Lebenslanges Lernen ist elementar – das wird angesichts des Tempos zunehmender Krisen sehr deutlich. Als Fachleute der Stadtplanung, Architektur, Innenarchitektur und Landschaftsarchitektur übernehmen wir Verantwortung.
Qualifiziert für nachhaltiges Bauen
Wir befassen uns noch intensiver mit mannigfaltigen Aspekten wie Abfallvermeidung und Wiederverwendung, weiterentwickelten oder wiederentdeckten Baustoffen und -weisen, Materialökonomie und KI – aber auch mit dem Bewerten von Zertifizierungssystemen und strengeren Nachhaltigkeitsanforderungen im Ordnungsrecht, in der Förderung und in der Finanzwirtschaft.
Qualifizierte Expertinnen und Experten mit einem gleichermaßen breiten wie tiefen Verständnis für ökologische, bauphysikalische, technologische und soziale Zusammenhänge – sowie mit der Fähigkeit, innovative Lösungen für einen gestalterisch wertvollen, klimagerechten Neu- und Umbau zu entwickeln – werden dringend gebraucht. Tendenz steigend.
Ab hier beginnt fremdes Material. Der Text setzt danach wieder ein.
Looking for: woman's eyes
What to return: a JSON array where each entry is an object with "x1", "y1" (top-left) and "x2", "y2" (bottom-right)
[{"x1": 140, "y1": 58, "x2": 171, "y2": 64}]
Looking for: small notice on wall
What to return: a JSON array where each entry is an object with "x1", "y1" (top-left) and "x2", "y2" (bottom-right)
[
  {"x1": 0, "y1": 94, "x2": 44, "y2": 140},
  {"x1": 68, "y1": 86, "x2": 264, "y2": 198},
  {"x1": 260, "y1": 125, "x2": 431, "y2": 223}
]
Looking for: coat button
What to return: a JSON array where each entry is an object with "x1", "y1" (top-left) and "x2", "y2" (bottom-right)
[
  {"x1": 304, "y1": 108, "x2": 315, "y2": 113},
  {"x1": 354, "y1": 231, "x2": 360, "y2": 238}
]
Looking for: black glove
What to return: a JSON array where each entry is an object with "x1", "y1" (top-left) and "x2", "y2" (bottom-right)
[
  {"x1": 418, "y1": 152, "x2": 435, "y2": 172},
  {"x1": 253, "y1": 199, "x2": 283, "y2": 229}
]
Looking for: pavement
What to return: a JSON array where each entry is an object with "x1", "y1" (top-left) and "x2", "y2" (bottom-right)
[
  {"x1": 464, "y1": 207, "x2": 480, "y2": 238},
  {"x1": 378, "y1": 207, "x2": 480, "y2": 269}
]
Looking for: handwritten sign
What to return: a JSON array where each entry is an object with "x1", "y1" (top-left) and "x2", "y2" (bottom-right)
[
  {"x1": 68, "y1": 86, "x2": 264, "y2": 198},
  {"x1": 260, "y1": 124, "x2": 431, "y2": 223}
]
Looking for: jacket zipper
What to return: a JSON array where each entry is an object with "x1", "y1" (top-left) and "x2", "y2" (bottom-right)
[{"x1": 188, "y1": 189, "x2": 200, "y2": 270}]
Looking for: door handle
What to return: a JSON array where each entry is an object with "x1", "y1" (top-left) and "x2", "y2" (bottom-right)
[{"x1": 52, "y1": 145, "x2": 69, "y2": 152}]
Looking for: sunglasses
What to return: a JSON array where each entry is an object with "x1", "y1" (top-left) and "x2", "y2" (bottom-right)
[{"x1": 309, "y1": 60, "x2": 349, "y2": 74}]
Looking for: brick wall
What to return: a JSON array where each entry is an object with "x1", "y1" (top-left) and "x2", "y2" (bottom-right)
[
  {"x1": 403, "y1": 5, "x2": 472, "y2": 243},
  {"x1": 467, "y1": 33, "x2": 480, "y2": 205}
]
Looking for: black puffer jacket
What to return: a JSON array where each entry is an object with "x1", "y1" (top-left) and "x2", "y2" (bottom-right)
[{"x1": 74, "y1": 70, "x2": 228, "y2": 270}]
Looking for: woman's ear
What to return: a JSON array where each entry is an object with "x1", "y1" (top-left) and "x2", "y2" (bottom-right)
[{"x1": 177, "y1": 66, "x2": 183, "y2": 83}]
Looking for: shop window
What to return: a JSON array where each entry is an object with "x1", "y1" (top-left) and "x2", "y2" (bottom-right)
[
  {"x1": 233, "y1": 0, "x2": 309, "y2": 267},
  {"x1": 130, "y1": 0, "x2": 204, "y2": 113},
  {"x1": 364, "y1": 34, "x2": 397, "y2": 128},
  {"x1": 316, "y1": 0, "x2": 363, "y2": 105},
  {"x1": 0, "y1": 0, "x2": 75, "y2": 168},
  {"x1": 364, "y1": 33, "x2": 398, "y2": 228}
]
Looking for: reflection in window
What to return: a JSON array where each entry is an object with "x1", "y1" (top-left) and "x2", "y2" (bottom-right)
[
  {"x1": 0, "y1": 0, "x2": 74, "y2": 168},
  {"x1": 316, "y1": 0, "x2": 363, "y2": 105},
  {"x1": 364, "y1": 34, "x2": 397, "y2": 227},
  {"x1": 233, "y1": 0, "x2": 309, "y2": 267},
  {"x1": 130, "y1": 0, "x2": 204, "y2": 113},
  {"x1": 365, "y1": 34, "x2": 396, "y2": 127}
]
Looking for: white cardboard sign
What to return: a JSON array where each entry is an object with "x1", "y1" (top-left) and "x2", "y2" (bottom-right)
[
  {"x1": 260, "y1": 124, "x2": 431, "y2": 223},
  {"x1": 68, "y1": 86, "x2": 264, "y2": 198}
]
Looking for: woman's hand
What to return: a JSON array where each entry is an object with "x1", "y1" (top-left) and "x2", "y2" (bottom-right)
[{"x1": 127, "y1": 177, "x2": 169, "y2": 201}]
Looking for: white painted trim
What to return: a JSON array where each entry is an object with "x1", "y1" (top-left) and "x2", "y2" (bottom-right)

Gegen Abrisse und für graue Energie sensibilisieren
Gerade erleben wir wieder in Berlin bei zahlreich drohenden Abrissen von erhaltenswerter Bausubstanz, wie dem Düttmann-Bau an der Urania oder dem ehemaligen Sport- und Erholungszentrum SEZ im Osten der Stadt, dass politischen Akteuren und Auftraggebenden nicht nur der baukulturelle Wert kommuniziert, sondern auch der ökologisch-ökonomische Wert für die Ertüchtigung und Weiterentwicklung eines Standorts bewiesen werden muss.
Hier mit einem belastbaren Einschätzungsvermögen graue Energie und Treibhausgasemissionen bewerten zu können sowie Beratung und Übersicht zu geben über den Aufwand hinsichtlich „Bestandsertüchtigung versus Abriss/Neubau“, mit einem kompetenten Abwägen aller Nachhaltigkeitskriterien bei Zielkonflikten – das wird immer essenzieller.
Kammerfortbildung: Fit for Nachhaltigkeit
Um den perspektivisch wachsenden Bedarf an praxisbezogener Nachhaltigkeitskompetenz und -koordination zu erweitern, arbeiten die Architektenkammern aller Länder intensiv an einem umfangreichen bundesweiten Fortbildungsangebot in Sachen „fit for Nachhaltigkeit“. Noch in diesem Jahr soll mit Seminaren und Lehrgängen begonnen und ein flächendeckendes Fort- und Weiterbildungsangebot zur Verfügung stehen.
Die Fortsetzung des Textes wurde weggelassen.